Le Mont-Saint-Michel apparaît ainsi comme une monumentale borne-frontière entre la terre et la mer mais aussi entre des espaces différents, entre des durées distinctes, entre l’évolution linéaire et irréversible du temps historique et le déploiement cyclique et circulaire du temps mythique. C’est en ce sens que sa forme triangulaire évoque le fléau d’une invisible balance, celle de la « psychostase » ou de la « pesée des âmes » et celle de l’Archange « psychopompe » [1], représenté au grand portail de nos cathédrales et qui, à la fin des temps, doit se manifester visiblement dans notre monde de même qu’il le fit dès l’origine, lors du combat primordial de la Lumière contre les puissances des Ténèbres.
En ce lieu saint, comme l’a ressenti profondément La Varende : « Tout est énigme, interrogations. Quel est ce monde situé là-haut, au-dessus des hommes et des hôtelleries, ce monde, au-dessus de la terre, qui s’épanouit dans ces fenêtres sans nombre, dans ces passages, ces salles dont les combles s’opposent et proéminent ? Une vie ruisselante s’en dégage, une vie tourmentée, aérienne et tempétueuse... Et l’impression d’irréel vous prend et vous effraie ; le château devient une formidable projection de rêve... ». Mais de quel rêve s’agit-il ? Ou bien de quelle réalité inconnue ?
Étaient-ils des rêveurs, ces bâtisseurs qui devaient étudier, selon la règle de saint Benoît, l’architecture, la peinture, la mosaïque, la sculpture et toutes les branches des arts, des sciences et des techniques de leur temps ? Ces abbés dont le premier devoir était de tracer le plan des monuments et de toutes les constructions des communautés qu’ils étaient appelés à diriger et qui, ce labeur terminé, participaient directement aux travaux des chantiers ?

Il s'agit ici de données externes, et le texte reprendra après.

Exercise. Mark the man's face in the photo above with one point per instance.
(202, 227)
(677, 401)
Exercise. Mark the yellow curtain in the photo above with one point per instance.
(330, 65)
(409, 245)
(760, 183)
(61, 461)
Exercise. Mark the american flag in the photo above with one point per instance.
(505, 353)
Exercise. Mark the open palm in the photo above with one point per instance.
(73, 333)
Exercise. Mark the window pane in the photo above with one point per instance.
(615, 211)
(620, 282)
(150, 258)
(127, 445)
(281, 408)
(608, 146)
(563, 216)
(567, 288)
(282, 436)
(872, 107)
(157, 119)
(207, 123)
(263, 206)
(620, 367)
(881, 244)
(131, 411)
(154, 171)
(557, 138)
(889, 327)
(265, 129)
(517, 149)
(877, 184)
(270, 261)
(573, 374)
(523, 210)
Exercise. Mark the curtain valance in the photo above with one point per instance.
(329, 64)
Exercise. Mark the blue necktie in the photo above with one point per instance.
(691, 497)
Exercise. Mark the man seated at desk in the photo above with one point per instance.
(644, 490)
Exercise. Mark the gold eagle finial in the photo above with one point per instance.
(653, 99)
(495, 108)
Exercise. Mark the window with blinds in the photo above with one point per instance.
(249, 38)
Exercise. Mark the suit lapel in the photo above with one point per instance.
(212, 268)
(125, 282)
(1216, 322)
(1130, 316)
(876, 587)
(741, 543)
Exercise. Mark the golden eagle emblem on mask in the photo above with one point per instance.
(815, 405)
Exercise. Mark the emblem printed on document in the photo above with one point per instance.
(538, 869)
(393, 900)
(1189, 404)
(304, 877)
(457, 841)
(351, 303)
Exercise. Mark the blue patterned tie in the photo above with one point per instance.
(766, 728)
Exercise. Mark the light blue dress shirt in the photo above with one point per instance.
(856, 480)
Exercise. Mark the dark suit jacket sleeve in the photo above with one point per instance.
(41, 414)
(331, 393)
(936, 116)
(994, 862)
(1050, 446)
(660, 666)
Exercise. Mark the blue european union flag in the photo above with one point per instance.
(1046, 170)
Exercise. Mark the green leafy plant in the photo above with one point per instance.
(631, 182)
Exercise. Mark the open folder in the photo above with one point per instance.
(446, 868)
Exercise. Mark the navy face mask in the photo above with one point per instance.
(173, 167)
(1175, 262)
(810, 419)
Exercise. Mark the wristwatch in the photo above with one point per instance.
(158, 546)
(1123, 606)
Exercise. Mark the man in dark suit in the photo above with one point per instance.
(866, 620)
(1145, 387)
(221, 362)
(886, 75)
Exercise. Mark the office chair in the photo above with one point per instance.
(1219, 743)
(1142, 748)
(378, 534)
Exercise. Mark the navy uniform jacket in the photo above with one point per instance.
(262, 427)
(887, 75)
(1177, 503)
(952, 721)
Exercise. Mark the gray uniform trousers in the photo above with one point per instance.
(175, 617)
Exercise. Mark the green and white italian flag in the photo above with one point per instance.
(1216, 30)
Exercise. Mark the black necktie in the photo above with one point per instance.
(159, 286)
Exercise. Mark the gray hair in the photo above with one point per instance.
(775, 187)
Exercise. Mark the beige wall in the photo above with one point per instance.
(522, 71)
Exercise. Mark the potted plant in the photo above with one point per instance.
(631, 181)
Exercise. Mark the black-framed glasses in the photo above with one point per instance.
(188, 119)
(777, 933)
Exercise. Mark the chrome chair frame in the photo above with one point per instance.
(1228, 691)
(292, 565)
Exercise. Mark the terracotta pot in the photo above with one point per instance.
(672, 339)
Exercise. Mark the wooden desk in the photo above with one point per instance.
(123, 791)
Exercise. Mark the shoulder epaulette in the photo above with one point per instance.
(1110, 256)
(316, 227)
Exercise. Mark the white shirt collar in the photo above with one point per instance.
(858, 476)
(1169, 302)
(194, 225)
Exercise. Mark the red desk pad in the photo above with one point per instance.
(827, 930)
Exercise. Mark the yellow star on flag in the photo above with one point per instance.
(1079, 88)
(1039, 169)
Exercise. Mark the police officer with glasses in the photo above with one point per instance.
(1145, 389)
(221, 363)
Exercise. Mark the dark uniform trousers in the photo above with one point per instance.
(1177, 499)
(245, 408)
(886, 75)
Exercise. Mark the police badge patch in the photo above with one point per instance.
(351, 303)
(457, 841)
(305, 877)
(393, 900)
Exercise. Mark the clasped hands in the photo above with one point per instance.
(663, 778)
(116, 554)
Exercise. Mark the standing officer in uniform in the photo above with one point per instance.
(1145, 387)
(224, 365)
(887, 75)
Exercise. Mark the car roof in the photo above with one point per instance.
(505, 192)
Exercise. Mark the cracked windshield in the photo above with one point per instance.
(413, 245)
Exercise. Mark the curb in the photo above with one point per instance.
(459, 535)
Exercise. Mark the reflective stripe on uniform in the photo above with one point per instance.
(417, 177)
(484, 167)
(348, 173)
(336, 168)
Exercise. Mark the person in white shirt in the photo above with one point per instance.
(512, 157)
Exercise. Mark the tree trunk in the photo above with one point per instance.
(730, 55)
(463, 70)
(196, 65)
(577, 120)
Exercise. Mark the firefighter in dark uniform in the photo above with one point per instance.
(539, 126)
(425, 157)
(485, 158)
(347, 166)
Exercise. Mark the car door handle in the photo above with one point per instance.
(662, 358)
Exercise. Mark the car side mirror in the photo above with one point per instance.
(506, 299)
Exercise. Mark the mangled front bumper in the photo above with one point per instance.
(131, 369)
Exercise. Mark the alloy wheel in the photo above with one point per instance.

Lors de la construction de l’abbaye du Bec, en 1033, le fondateur et premier abbé, Her-luin, tout grand seigneur normand qu’il était, y participa comme simple maçon, portant sur le dos la chaux, le sable et la pierre. Un autre Normand, Hugues, abbé de Selby dans le Yorkshire, s’y obligea également, lorsqu’en 1096, il fit rebâtir en pierre les édifices de son monastère, auparavant en bois. Revêtu d’une capote d’ouvrier, mêlé aux autres maçons, il partageait tous leurs labeurs. Les moines les plus illustres par leur naissance se signalaient par leur zèle dans ces humbles tâches. Hezelon, chanoine de Liège, du Chapitre le plus noble de l’Allemagne, renommé par son érudition et son éloquence, se fit moine à Cluny, lors de la construction de la grande abbaye, et il échangea ses titres, ses prébendes et sa réputation mondaine contre le nom de « Maçon » (Cementarius), emprunté, croit-on, à son occupation habituelle. Tandis que de simples moines étaient souvent les architectes en chef des constructions, par exemple, à l’abbaye de Moutierneuf, à Poitiers, les abbés se réduisaient souvent au rôle d’ouvriers.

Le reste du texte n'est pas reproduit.